Leos Janáček (1854–1928) należy dziś do grona najczęściej wystawianych modernistycznych kompozytorów i zdobył taki status wcześniej niż nasz Karol Szymanowski. Dzięki temu, że libretta na niemiecki tłumaczył zaprzyjaźniony z kompozytorem pisarz Max Brod, znany również z bliskich relacji z Franzem Kafką, były one szybko wystawianie w operach austriackich i niemieckich.
Janáček opery zaczął pisać w Brnie, gdzie był dyrygentem filharmonii. Długo jednak zabiegał o to, by grała je praska opera. „Jenufę" wystawiono w Pradze dopiero po 12 latach starań w 1916 r.
Zachwyt Kundery
W „Jenufie" zapisany jest dramat rodzinny Janačka. Spodziewając się dziecka, liczył na syna. Pierworodnej Olgi nie akceptował tym bardziej, że była pozbawiona muzycznego talentu. Została jednak obdarzona zdolnościami językowi. Gdy relacje między ojcem i córką zmieniały się na lepsze – zmarła nagle, mając 20 lat. Był to wynik komplikacji wynikających z anginy przebytej w dzieciństwie. Kompozytor nie mógł poradzić sobie z wyrzutami sumienia. Wcześniej zmarł jego syn Vladimir, ale to cechami charakteru Olgi obdarzył Janaček postać Jenufy.
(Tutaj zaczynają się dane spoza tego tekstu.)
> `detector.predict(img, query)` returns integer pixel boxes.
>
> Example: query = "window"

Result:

– „Jenufa" to opowieść o cierpieniu i poświęceniu, które są konieczne, by osiągnąć szczęście. Tak właśnie jest w życiu: ból i radość są nierozerwalnie ze sobą powiązane, jak można zobaczyć na końcu opery – mówi Alvis Hermanis, reżyser spektaklu w poznańskim Teatrze Wielkim. – Na pewno nie postrzegam tej opery jako dramatu społecznego. Historia jest świetnie napisana. To mógłby być scenariusz filmu Bergmana albo sztuka Ibsena. 100 lat temu były oczywiście ściśle przestrzegane zasady, ale dzisiaj nie musimy się interesować ówczesną moralnością, na tle której w morawskiej wsi poświęcone zostaje dziecko po to, by jego matka mogła poślubić innego mężczyznę. Myślę, że więcej sensu ma odczytanie tej historii jako poetyckiej metafory.
Milan Kundera, którego ojciec Ludwik – pianista i pedagog – był uczniem Janáčka, pisze o kompozytorze „Janufy" m.in. „Zdradzonych testamentach" i „Spotkaniach". Uważał, że osiągnięciem Janáčka było odkrycie dla opery „świata prozy". Janaček słuchał mowy potocznej i to, co usłyszał na ulicy, zapisywał w nutach. Zachowała się zresztą kartka, na której zanotował nutami ostatnie słowa umierającej córki.